Minister begründet seine Umbaupläne mit "Professionalisierung"

Spahns Entwurf für das sogenannte „Faire-Kassenwahl-Gesetz“ sieht unter anderem vor, dass der Verwaltungsrat des GKV-Spitzenverbands „künftig nicht mehr aus ehrenamtlichen Vertretern der Verwaltungsräte der Krankenkassen, sondern aus Vorstandsmitgliedern der Mitgliedskassen“ gebildet wird. Ziel sei „eine Professionalisierung“, heißt es zur Begründung. Mit den wettbewerblichen Rahmenbedingungen würden „auch die Strukturen des GKV-Spitzenverbandes an aktuelle Erfordernisse angepasst“.

Tatsächlich ziele das Manöver darauf, die Position des Gesetzgebers im Gesundheitssektor weiter zu stärken, sagte Wollseifer, der auch als Vorstandschef der Bundesvereinigung der Innungskassen fungiert. „Ich sehe das als nicht demokratisch an.“ Die Verwaltungsrats-Chefs glauben, den wahren Grund für dafür zu kennen. Die Selbstverwaltung habe an einigen gesundheitspolitischen Plänen des Ministers öffentlich "sehr deutlich" Kritik geübt, erinnert Klemens.

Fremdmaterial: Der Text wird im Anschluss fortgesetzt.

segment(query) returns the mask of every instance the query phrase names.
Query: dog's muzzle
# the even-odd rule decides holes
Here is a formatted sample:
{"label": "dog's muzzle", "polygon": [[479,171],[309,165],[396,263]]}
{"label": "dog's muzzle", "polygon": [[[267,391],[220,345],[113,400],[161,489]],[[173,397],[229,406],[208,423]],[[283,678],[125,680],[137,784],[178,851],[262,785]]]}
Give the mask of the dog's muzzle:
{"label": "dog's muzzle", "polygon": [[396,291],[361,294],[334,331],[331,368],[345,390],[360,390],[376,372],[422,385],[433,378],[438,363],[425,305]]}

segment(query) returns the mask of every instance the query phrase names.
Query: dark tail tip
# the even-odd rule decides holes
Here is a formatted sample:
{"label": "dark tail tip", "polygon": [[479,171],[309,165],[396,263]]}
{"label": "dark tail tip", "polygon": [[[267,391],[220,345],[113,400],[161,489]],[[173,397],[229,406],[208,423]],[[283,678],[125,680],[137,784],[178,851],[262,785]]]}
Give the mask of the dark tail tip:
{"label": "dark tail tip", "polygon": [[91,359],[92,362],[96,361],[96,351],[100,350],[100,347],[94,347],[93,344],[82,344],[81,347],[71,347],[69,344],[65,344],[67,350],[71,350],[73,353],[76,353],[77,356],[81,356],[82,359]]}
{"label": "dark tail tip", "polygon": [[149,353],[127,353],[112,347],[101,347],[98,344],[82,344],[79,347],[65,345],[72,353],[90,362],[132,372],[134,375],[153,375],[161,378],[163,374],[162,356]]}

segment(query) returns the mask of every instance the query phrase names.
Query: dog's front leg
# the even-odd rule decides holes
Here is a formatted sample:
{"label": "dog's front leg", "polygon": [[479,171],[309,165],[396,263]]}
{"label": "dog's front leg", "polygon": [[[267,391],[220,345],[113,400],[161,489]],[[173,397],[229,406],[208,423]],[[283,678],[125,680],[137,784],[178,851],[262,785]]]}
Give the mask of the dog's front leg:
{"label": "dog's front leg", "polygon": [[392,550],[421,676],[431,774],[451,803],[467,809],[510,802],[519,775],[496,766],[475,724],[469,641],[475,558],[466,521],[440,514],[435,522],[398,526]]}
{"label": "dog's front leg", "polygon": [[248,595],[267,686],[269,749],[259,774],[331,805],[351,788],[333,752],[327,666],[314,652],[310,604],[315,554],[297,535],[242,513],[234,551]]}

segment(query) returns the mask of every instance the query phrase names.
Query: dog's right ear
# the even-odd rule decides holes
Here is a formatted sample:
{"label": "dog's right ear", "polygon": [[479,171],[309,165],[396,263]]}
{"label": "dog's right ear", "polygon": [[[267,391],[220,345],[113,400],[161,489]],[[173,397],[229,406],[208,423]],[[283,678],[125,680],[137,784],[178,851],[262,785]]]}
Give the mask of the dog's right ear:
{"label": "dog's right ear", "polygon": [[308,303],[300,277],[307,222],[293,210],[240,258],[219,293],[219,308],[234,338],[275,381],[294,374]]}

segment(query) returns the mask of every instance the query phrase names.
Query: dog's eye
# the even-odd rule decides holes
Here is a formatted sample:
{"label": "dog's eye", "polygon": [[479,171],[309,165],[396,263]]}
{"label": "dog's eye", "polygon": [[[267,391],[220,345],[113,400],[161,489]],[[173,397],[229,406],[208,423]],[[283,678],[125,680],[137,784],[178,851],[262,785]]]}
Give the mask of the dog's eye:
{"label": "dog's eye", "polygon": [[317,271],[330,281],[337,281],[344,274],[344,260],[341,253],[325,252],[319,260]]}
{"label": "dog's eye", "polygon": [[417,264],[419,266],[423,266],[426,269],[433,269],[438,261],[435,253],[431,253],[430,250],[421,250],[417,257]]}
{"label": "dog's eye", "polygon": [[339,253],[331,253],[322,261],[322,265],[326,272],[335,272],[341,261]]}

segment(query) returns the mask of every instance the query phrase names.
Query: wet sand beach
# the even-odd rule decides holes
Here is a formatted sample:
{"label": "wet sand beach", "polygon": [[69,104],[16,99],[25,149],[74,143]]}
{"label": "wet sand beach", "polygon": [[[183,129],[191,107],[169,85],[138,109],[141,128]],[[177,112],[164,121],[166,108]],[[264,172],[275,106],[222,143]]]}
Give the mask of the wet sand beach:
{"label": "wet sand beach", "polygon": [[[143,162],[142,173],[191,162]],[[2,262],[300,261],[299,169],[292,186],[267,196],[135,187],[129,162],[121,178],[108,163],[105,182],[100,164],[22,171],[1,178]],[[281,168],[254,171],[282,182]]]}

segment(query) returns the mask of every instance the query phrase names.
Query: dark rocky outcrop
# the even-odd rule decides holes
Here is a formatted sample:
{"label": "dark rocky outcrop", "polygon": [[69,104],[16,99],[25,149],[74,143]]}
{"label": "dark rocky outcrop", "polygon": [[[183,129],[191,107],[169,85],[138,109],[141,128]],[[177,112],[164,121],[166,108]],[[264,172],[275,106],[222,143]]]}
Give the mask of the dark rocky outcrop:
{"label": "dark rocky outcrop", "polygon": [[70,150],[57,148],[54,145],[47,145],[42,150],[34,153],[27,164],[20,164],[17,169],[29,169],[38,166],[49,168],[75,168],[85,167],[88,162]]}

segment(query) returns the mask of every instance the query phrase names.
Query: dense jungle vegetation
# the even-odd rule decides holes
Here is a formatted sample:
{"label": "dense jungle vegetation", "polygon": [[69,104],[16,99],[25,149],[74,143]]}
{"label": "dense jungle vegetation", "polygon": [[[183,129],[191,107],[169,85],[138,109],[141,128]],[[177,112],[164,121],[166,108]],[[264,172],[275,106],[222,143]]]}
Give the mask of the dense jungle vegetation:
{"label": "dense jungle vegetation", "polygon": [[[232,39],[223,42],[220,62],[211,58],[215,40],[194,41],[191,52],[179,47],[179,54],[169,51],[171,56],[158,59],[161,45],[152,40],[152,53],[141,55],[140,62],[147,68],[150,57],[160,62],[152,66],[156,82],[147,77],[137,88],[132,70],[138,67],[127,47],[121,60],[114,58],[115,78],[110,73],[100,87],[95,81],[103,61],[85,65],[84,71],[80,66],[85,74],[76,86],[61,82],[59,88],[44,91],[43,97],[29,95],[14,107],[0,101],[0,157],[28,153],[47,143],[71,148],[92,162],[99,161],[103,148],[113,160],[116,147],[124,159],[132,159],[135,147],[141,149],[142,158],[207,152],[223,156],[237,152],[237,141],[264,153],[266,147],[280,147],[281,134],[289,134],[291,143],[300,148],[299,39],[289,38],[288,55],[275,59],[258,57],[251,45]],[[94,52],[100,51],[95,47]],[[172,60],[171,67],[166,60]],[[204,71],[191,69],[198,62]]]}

Nur zwei Wochen später habe Spahn dann seinen Plan zur Verdrängung aller Versicherten- und Arbeitgebervertreter aus dem höchsten Gremium der sozialen Selbstverwaltung vorgelegt. „Ein Schelm, wer dabei Böses denkt.“

Laut Koalitionsvertrag sollte die Selbstverwaltung eigentlich gestärkt werden

Auch in seiner offiziellen Stellungnahme findet der GKV-Spitzenverband scharfe Worte. Spahns Pläne rührten „an den Grundfesten des Sozialversicherungssystems“, heißt es gleich zu Beginn des 145-Seiten-Papiers, das dem Tagesspiegel in der Endfassung vorliegt. Mit Spahns Referentenentwurf solle „ein Systemwechsel für die gesetzliche Kranken- und Pflegeversicherung angestrengt“ werden. „Bei wichtigen und weitreichenden Grundsatzfragen der Gesundheits- und Pflegeversorgung würden die Sozialpartnerschaft und damit die soziale Selbstverwaltung an entscheidender Stelle ausgeschaltet.“

Zu befürchten sei nun eine „Kettenreaktion“ für die gesamte gesetzliche Kranken- und Pflegeversicherung. Dabei sei es „erst ein gutes Jahr her“, dass Union und SPD in ihrem Koalitionsvertrag festgeschrieben hätten, die Selbstverwaltung stärken zu wollen.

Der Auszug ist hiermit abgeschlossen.